Open yaniv256 opened 4 years ago
Wear a mask, wash your hands, and don't go out to eat at a restaurant.
The module is not malfunctioning. It is possible the infection rates are too high. On the other hand, most people in Synthea are getting tested, which is not happening in the real-world, so the results might be skewed. Also, not all of those people are ending up being admitted to the hospital or ICU. As we learn more about the actual results of the pandemic, we will go back and modify the infection rates.
If you want to modify the infection rates, feel free to edit this CSV file: https://github.com/synthetichealth/synthea/blob/master/src/main/resources/modules/lookup_tables/covid19_prob.csv
The time
column is a range, where each value is time in milliseconds since January 1, 1970 (i.e. standard Java timestamp).
I'm running synthea on Google Colab (upstream from some deep learning) so I can't really build it every time. Any chance to fix the jar file to produce something more realistic?
I don't know anything about Google Colab... it looks similar to a hosted version of Jupyter notebooks... but even so, I have no idea of how these suggestions will work or if they are possible in your environment:
If you have access to the JAR, you can just replace the covid19_prob.csv
file inside the Synthea JAR, either locally or potentially using the jar uf
command (see https://docs.oracle.com/javase/tutorial/deployment/jar/update.html).
You could also try using a local set of lookup_tables using the --generate.lookup_tables
command-line switch. You'll need to provide ALL the lookup tables though or you'll see a lot of exceptions.
# Lookup Table Folder location
generate.lookup_tables = modules/lookup_tables/
Any chance to fix the jar file to produce something more realistic?
Define realistic. If you'd like to provide different infection statistics, with the proper peer-reviewed citations, we're happy to take a pull request and update the table.
I assume that the COVID-19 dataset consists of 10K patients who tested positive using nasal swap testing, etc. I see that roughly 6000 had antibody testing (SARS-CoV-2 RNA) with many converting from positive to negative. On further thought, I can't use the dataset to predict who developed COVID versus those who did not. Great dataset nevertheless and could be used for descriptive statistics.

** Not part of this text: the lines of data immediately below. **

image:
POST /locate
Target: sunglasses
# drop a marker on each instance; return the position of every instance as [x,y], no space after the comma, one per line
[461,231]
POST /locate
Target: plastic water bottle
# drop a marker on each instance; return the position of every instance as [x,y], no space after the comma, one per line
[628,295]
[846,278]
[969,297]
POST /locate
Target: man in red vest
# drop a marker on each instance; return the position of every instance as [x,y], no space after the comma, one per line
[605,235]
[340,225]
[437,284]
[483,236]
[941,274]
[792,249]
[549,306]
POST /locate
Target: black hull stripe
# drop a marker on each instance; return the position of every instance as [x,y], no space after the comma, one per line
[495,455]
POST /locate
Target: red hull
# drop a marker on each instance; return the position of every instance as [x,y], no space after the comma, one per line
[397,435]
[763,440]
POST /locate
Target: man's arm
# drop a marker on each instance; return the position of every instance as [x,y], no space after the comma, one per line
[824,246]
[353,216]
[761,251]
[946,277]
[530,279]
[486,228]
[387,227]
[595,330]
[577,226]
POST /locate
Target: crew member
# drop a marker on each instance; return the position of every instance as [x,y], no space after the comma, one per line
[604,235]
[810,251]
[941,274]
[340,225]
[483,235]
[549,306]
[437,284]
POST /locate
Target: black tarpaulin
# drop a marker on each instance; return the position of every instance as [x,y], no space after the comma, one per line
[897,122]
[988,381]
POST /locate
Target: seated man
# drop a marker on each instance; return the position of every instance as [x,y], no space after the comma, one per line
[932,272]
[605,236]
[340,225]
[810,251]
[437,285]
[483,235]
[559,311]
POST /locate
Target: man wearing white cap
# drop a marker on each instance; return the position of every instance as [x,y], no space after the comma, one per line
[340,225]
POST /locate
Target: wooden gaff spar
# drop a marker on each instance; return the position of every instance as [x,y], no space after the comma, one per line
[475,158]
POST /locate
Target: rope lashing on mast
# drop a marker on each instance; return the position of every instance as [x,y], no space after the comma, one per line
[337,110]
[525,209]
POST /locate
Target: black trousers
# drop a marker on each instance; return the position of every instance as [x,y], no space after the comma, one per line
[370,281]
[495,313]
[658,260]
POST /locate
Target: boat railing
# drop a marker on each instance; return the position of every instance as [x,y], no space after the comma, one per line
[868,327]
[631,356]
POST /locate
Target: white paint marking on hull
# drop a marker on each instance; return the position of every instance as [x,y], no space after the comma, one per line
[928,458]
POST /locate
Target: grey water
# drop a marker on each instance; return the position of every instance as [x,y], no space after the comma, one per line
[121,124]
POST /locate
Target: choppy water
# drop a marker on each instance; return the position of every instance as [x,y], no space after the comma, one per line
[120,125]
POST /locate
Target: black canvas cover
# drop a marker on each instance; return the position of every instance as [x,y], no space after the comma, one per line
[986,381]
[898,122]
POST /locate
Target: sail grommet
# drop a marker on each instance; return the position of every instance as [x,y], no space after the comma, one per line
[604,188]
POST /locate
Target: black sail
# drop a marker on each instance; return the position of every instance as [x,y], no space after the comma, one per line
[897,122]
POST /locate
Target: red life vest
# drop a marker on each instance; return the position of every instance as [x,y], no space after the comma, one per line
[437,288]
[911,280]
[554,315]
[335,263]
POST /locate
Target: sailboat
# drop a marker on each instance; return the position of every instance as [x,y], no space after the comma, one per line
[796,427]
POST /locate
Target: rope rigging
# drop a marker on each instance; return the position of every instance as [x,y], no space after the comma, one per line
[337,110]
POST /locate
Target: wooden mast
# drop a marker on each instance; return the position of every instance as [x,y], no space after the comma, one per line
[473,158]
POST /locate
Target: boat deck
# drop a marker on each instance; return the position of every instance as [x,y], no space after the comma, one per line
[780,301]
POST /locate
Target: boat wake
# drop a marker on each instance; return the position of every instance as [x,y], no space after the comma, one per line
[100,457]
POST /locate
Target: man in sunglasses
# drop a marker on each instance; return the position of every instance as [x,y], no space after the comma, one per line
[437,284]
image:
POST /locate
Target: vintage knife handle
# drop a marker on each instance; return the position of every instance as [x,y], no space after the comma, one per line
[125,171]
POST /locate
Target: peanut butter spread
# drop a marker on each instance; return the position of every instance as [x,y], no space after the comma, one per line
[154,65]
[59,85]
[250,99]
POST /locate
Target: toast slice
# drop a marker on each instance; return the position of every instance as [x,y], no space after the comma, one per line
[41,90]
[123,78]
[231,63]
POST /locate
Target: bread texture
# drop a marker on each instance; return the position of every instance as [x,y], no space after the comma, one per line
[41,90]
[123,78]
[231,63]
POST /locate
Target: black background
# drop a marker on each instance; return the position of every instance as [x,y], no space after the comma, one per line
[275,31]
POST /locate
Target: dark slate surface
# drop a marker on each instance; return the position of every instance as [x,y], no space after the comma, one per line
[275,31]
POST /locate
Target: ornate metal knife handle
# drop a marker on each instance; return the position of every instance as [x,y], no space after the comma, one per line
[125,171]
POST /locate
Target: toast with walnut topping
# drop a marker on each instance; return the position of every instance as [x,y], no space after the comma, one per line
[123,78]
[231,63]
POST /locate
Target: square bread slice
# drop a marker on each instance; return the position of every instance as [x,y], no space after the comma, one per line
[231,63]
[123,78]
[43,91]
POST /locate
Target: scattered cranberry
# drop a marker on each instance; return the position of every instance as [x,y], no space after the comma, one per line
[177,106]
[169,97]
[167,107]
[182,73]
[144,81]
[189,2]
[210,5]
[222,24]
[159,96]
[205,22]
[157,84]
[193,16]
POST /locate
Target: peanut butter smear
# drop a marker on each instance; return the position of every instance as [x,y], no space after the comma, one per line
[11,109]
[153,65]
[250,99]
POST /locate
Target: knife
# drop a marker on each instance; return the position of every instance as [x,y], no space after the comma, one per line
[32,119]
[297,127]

I don't know anything about Google Colab... it looks similar to a hosted version of Jupyter notebooks... but even so, I have no idea of how these suggestions will work or if they are possible in your environment:
- If you have access to the JAR, you can just replace the
covid19_prob.csv
file inside the Synthea JAR, either locally or potentially using thejar uf
command (see https://docs.oracle.com/javase/tutorial/deployment/jar/update.html).- You could also try using a local set of lookup_tables using the
--generate.lookup_tables
command-line switch. You'll need to provide ALL the lookup tables though or you'll see a lot of exceptions.# Lookup Table Folder location generate.lookup_tables = modules/lookup_tables/
- If you are using a hosted version of Synthea that you do not have access to, then there is nothing you can really do.
Any chance to fix the jar file to produce something more realistic?
Define realistic. If you'd like to provide different infection statistics, with the proper peer-reviewed citations, we're happy to take a pull request and update the table.
Exactly what kind of statistics are you looking for? I would be happy to do some research, I'm sure this data is available now. It would be very helpful if the output from this module was more accurate.
This table models the probability of infection over time. We could also add another column, such as State, to represent different geographies.
Also, it's difficult to use the module for developing apps if Covid infection rates are hard-coded at a low number. Gotta find the needles in the haystack. But having an adjustable input at the beginning of the pipeline would be nice. Sometimes we want to generate a population average, sometimes we want to generate a positive cohort, sometimes we want to generate a single patient and model disease progression.
It depends on what your definition of "hard-coded" is. It isn't compiled into the code, it is listed in a configuration file. See the link in the previous comment on October 9th.
I'm running
java -jar synthea-with-dependencies.jar -c synthea.properties -p 100 Minnesota
and I'm getting 77% of patients with aSuspected COVID-19
and 75% of patients with aCOVID-19
condition. Maybe we're missing some probability parameter?